There are a number of issues that need to be addressed here. First, I get the idea that the concept behind the word 'attracted' is not the same for the two parties involved here. While one talks about a general attractiveness of a person, the other includes feelings of wanting or lust. With the former, unless one struggles withhomophobia, we freely notice people from either sex whom we regard as being attractive.
Second, we seem to overlook 2 things about Romans 1 and its statements about homosexuality. First, that homosexuality should not surprise us in the unbeliever because the unbeliever has traded his worship of the Creator for his worship of the creature. Second, Romans 1 is followed by Romans 2:1ff. And there, after discussing homosexuality and listing other sins with it, including gossiping and being disobedient to parents, Romans 2 starts off with a stern warning for those who believe in God: do not judge those mentioned in Romans 1 because you too are guilty. If we are not guilty of having identical sins as the unbeliever, we are guilty of sins that at least live in the same neighborhood as the sins of the unbeliever. Here, it might be helpful to compare and contrast the prayers of the Pharisee and the tax collector from the parable of the two men praying (Luke 18:9-14). Note that it is the very religious person who thanks God that he is not just like other people, including the tax collector. In addition, it might be useful here to compare and contrast how Paul describes homosexuality in Romans 1 with the sexual sin Paul has to deal with in I Corinthians 5. For where as homosexuality is described as something not to be surprising in the unbeliever even though it is against nature as God designed it, having relations with one's father's wife goes beyond the pale of what is known among the Gentiles.
What Spinnenweber wants us to notice and focus on here is the distinction between those sins that are according to nature and those that are not. And thus a necessary hierarchy is introduced here, but it is one that can be misapplied. After all, Paul states in I Corinthians 6 that the sexually immoral from both the SSA and those who are attracted to the opposite sex are said no be disqualified from inheriting the Kingdom of God. And, again, we should note the prayers prayed from the parable of the two men praying.

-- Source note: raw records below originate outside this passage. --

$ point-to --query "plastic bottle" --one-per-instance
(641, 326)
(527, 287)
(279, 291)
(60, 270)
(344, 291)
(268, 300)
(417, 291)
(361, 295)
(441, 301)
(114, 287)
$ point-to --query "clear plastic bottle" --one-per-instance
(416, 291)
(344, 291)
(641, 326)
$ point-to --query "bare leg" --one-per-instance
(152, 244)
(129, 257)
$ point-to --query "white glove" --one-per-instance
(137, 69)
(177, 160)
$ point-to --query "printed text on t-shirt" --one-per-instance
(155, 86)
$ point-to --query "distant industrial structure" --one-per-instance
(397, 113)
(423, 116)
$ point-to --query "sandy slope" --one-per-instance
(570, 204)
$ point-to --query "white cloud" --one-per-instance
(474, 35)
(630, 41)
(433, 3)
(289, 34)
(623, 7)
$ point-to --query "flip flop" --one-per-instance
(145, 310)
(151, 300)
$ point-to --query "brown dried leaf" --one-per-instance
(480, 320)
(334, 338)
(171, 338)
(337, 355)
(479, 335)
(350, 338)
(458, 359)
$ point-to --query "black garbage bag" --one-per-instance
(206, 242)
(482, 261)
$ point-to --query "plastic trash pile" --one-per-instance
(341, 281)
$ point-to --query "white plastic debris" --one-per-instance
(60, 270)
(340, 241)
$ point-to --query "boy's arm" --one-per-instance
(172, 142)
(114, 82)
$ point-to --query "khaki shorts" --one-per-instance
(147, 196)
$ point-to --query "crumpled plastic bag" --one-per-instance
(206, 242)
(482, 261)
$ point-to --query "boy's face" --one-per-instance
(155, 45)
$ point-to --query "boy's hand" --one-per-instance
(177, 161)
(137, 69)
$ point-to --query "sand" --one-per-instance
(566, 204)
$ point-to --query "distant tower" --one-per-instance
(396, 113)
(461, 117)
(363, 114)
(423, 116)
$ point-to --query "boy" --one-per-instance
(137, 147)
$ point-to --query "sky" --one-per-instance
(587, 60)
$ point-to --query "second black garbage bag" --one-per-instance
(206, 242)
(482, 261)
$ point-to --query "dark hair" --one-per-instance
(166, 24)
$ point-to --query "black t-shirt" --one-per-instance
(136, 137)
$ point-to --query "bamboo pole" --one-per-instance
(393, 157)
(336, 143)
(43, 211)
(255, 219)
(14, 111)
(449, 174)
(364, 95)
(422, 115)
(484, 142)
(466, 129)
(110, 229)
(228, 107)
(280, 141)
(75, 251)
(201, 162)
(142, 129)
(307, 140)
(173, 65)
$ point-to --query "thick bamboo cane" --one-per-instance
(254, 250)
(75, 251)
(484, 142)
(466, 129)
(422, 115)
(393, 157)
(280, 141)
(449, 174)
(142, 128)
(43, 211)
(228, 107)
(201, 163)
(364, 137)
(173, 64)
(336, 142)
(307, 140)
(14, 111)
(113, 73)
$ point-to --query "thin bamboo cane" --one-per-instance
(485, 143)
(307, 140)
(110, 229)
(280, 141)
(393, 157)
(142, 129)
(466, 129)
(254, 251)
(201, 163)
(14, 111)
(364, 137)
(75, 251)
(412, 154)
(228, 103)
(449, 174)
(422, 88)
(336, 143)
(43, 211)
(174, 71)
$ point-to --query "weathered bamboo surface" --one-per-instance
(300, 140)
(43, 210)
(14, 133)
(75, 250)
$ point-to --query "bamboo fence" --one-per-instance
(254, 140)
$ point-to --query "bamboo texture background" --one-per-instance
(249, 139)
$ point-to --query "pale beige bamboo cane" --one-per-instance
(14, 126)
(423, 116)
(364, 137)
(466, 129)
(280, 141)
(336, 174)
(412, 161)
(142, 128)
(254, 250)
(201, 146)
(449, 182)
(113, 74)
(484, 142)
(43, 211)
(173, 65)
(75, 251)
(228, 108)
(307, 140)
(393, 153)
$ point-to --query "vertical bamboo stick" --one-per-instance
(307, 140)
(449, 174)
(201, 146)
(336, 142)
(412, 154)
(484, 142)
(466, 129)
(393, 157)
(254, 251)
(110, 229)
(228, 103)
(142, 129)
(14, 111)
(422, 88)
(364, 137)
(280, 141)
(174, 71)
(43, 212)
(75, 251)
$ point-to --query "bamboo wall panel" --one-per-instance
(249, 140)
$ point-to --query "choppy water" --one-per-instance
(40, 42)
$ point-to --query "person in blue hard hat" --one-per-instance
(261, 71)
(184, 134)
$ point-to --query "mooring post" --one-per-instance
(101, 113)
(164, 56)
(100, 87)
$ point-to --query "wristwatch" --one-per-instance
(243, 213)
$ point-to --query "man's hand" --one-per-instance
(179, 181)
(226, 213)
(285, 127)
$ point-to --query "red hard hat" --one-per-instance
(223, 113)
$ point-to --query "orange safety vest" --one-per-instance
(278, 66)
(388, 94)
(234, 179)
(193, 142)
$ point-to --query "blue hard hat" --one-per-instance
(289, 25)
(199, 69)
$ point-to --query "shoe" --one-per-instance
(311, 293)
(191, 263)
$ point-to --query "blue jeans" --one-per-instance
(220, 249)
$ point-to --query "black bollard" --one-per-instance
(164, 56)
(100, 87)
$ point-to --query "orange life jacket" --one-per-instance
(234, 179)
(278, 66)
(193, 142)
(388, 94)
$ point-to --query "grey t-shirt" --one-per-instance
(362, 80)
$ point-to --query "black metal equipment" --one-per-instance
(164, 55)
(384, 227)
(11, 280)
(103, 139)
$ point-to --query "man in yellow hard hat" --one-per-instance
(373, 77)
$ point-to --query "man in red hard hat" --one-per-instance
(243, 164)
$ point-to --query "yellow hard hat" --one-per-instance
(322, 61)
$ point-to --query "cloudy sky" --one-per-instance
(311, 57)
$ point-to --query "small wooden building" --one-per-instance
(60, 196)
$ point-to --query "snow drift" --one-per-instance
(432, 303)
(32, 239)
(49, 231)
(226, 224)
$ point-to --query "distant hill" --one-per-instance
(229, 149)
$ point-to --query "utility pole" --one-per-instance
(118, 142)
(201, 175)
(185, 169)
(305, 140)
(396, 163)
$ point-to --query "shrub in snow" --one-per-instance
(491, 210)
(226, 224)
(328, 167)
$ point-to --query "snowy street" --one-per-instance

Another thing we should note that seems to escape the notice of both those who believe that it is ok to be SSA as long as one doesn't act on it and those who oppose what Johnson is advocating for: nature is fallen. It fell with Adam's sin. And so while Paul's says what he says about homosexuality being against nature, it is against nature as God designed it, it may not be against what fallen nature is telling someone on the inside. BTW, if we don't think nature has fallen from its original design, then how do we explain homosexuality in around 1,500 species of animals in which there are benefits produced by the homosexuality practiced in some of those species?
Also, does our identity in Christ preclude other identities? According to Spinnenweber it does if those other identities are sinful. But how many such benign identities, such as national or ethnic identities, that are the cause of personal pride and thus division in the Church, fly in under the radar that Spinnenweber is using? In addition, does our new identity in Christ preclude our identity of being a sinner like the tax collector from the parable of the two men praying.
If people like Spinnenweber do care about Christians who struggle with being SSA, then they have an odd, or perhaps inconsistent, way of showing it. For Spinnenweber et. al. look down on such fellow believers for whom Christ died. They neglect to notice that perhaps fellow believers who struggle with being SSA have an even greater battle against the fallen nature of the flesh than themselves whose attraction is according to the design of nature. And they seem oblivious to the at times horrendously harsh struggle that homosexuals have had in society.